# Oh Dear!



## Scouse (Jan 6, 2011)

This just showed up on one of my Ebay searches. Someone is going to be unhappy.....

Item: 220730331730


----------



## SEIKO7A38 (Feb 12, 2009)

Serves the mug punter(s) right. 

Some idiots will always fall for that 'military' tag. :comando:

The current high bidder has a feedback rating of over 500, too. :duh:

Hmmm .... :think:

I'm personally fed up to the back teeth of seeing the term 'Military' used to mis-represent watches that clearly ain't. :angry:

It's probably more abused / mis-used than 'Vintage', if the truth be known.

Check out eBay item # 260726477119 for another classic example. :rofl2:

Rant over. :taz:


----------



## Scouse (Jan 6, 2011)

Just had a look at that one. That's another one which is as "Military" as a conscientious objector. Although, if people are that stupid as to not research an item before they spend their cash, it's their own fault.

I'm in agreement that the words "Vintage" and "Military" are used far too freely now. For myself, vintage should be over 25 years old and for a watch to be military, it should be marked correctly as such, with a recognised emblem, wording or set of numbers, etc and be of correct style, age and construction.

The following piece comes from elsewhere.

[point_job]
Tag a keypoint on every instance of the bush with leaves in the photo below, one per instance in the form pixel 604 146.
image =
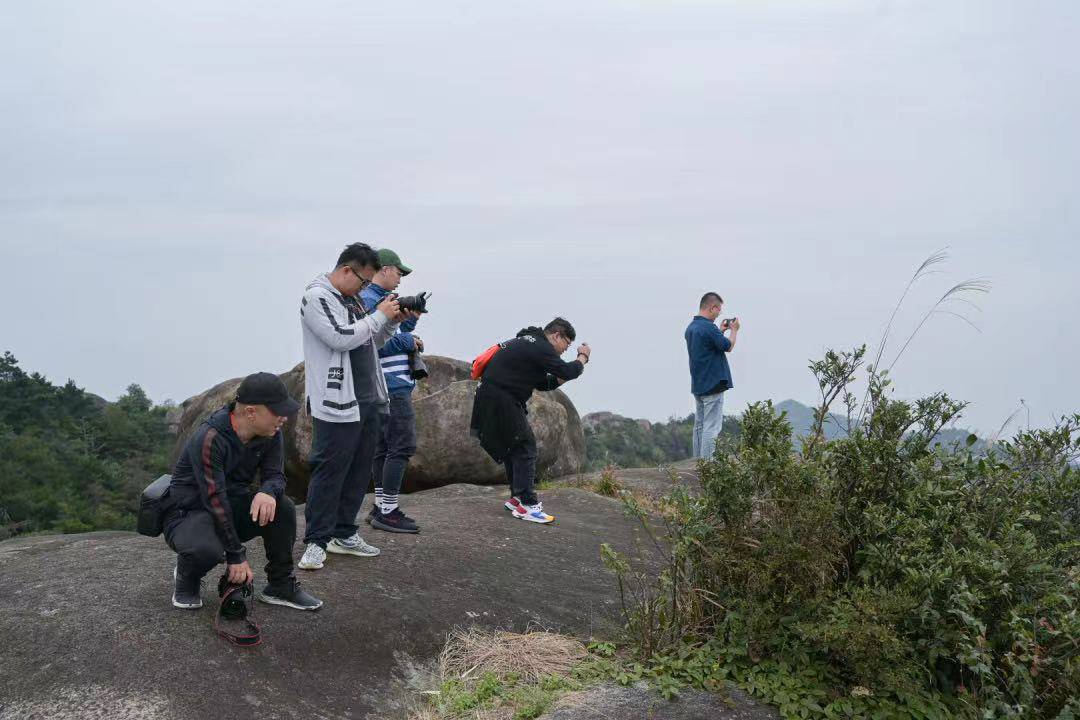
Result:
pixel 878 574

Ideally, (But by no means, always) it should be included, listed or mentioned within one of the internationally recognised books on the subject matter. The attachment of a military *style* strap to a commercially marketed watch does not constitute a "Military Watch".

Who's next for the soap box...........I've finished!


----------



## The Canon Man (Apr 9, 2010)

What? Non-military items being described as military.

Not this one surely? Ebay item # 300524009480.


----------



## Scouse (Jan 6, 2011)

Ha, Ha! All it needs is a speedometer, altimeter and barometer  I'm sure they could fit them in somewhere, between all the other rubbish! I really wish these jokers would "Go forth and multiply". Another one as military as a conscientious objector!


----------